DeepLearningExamples [BERT/PyTorch] Unable to reproduce bert benchmark under A100

Hi, I have notice that on A100 80G, bert Phase1 and Phase 2 can have a throughput of 853 and 289 sequences/sec respectively.

I want to reproduce this result on my own A100(80G) GPU. But when following bellow instruct, I only get the result 486 and 177 sequences/sec for bert phase 1 and phase 2.
https://github.com/NVIDIA/DeepLearningExamples/tree/master/PyTorch/LanguageModeling/BERT#benchmarking

I have notice that the result on NVIDIA website is using NGC 22.04-py3 + PyTorch1.12.0a0, so I build a NGC22.04 docker. When run bert performance with the same command, I got the error:

device: cuda:0 n_gpu: 1, distributed training: False, 16-bits training: True DLL 2022-06-27 02:08:09.119577 - PARAMETER Config : ["Namespace(allreduce_post_accumulation=False, allreduce_post_accumulation_fp16=False, amp=False, checkpoint_activations=False, config_file='bert_configs/large.json', cuda_graphs=False, disable_jit_fusions=False, disable_progress_bar=True, do_train=True, fp16=True, gradient_accumulation_steps=32, init_checkpoint=None, init_loss_scale=1048576, input_dir='pretrain/phase1/unbinned/parquet/', json_summary='results/dllogger.json', learning_rate=0.006, local_rank=-1, log_freq=1.0, loss_scale=0.0, max_predictions_per_seq=20, max_seq_length=128, max_steps=1.0, n_gpu=1, no_dense_sequence_output=False, num_steps_per_checkpoint=200, num_train_epochs=3.0, num_workers=1, output_dir='output', phase1_end_step=7038, phase2=False, profile=False, profile_start=0, resume_from_checkpoint=False, resume_step=-1, seed=42, skip_checkpoint=False, steps_this_run=1.0, train_batch_size=256, use_env=False, vocab_file='vocab/vocab', warmup_proportion=0.2843)"] /opt/conda/lib/python3.8/site-packages/torch/jit/_recursive.py:234: UserWarning: 'bias' was found in ScriptModule constants, but it is a non-constant parameter. Consider removing it. warnings.warn("'{}' was found in ScriptModule constants, "

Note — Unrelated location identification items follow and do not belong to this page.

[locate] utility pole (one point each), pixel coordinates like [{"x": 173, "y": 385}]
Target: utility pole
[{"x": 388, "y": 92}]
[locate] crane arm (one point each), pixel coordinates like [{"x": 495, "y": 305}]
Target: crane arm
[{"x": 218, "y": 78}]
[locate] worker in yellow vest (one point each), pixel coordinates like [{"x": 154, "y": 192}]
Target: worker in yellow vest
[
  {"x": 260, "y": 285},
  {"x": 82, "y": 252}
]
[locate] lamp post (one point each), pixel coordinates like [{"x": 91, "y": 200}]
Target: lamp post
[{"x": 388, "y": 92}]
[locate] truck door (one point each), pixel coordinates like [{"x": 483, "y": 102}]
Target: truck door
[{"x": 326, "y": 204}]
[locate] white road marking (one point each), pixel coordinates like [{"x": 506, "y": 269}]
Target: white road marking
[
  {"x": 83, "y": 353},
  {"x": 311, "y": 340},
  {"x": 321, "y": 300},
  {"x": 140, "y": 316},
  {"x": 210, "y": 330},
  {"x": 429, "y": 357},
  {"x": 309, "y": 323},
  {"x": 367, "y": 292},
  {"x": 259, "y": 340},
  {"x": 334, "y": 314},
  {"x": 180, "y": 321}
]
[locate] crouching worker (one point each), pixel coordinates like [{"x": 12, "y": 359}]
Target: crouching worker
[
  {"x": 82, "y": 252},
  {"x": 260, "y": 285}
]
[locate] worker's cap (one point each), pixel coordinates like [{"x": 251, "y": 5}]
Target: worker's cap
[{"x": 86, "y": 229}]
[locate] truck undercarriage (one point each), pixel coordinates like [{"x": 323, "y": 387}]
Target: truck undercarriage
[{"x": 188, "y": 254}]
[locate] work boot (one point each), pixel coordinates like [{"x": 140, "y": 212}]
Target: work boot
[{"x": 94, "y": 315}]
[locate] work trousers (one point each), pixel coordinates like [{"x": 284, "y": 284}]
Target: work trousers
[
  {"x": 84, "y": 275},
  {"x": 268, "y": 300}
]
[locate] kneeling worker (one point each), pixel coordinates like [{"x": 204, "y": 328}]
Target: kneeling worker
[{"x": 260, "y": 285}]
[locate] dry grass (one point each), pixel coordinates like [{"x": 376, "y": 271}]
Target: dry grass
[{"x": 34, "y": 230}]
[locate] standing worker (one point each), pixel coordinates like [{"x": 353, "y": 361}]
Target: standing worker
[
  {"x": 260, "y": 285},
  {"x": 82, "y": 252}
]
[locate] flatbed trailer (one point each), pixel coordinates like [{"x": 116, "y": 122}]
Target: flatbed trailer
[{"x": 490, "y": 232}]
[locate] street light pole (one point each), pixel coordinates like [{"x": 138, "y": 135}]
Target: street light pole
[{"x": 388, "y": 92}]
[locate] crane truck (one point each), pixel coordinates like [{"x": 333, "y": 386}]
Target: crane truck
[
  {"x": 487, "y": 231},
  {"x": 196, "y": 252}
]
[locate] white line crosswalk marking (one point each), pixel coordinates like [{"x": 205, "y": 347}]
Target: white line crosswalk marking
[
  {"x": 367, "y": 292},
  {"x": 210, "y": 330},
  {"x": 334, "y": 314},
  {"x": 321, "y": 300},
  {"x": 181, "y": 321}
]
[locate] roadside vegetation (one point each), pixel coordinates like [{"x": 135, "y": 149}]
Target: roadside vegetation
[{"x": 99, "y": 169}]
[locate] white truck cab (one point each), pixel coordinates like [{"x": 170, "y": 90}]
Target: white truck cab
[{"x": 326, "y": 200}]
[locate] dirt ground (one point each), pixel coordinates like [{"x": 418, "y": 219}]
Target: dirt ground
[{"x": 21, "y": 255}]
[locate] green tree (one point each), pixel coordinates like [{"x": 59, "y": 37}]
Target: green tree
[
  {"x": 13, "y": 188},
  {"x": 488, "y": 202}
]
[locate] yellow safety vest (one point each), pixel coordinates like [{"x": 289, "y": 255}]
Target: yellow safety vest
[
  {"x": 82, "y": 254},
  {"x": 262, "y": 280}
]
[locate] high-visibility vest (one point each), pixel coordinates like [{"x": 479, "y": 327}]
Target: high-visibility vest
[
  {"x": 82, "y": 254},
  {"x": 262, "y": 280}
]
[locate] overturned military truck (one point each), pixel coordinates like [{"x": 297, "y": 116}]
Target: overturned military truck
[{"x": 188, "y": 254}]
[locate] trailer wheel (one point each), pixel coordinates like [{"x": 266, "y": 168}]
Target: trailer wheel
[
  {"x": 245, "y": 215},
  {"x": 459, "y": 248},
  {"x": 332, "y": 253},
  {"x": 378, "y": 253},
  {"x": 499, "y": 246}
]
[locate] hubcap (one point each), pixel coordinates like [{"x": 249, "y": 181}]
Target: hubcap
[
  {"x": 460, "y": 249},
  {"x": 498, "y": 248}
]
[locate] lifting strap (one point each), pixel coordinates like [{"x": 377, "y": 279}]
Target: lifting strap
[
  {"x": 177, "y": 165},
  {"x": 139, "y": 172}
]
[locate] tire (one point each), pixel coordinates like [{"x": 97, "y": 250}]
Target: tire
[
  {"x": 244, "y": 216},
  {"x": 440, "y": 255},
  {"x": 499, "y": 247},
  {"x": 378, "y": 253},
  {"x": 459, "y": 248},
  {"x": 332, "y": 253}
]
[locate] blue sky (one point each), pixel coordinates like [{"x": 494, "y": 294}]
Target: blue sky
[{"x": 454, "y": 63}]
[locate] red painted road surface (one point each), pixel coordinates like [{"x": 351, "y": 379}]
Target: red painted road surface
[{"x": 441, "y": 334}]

Traceback (most recent call last): File "run_pretraining.py", line 731, in args, train_time_raw, stats, skip_fwd_bwd_for_perf = main() File "run_pretraining.py", line 672, in main take_training_step(args, grad_scaler, model, criterion, batch, stats) File "run_pretraining.py", line 513, in take_training_step grad_scaler.scale(loss).backward() File "/opt/conda/lib/python3.8/site-packages/torch/_tensor.py", line 399, in backward torch.autograd.backward(self, gradient, retain_graph, create_graph, inputs=inputs) File "/opt/conda/lib/python3.8/site-packages/torch/autograd/init.py", line 173, in backward Variable._execution_engine.run_backward( # Calls into the C++ engine to run the backward pass RuntimeError: The following operation failed in the TorchScript interpreter. Traceback of TorchScript (most recent call last): File "", line 75, in

            weight_size = weight.size()
            grad_input = torch.matmul(grad_output, weight)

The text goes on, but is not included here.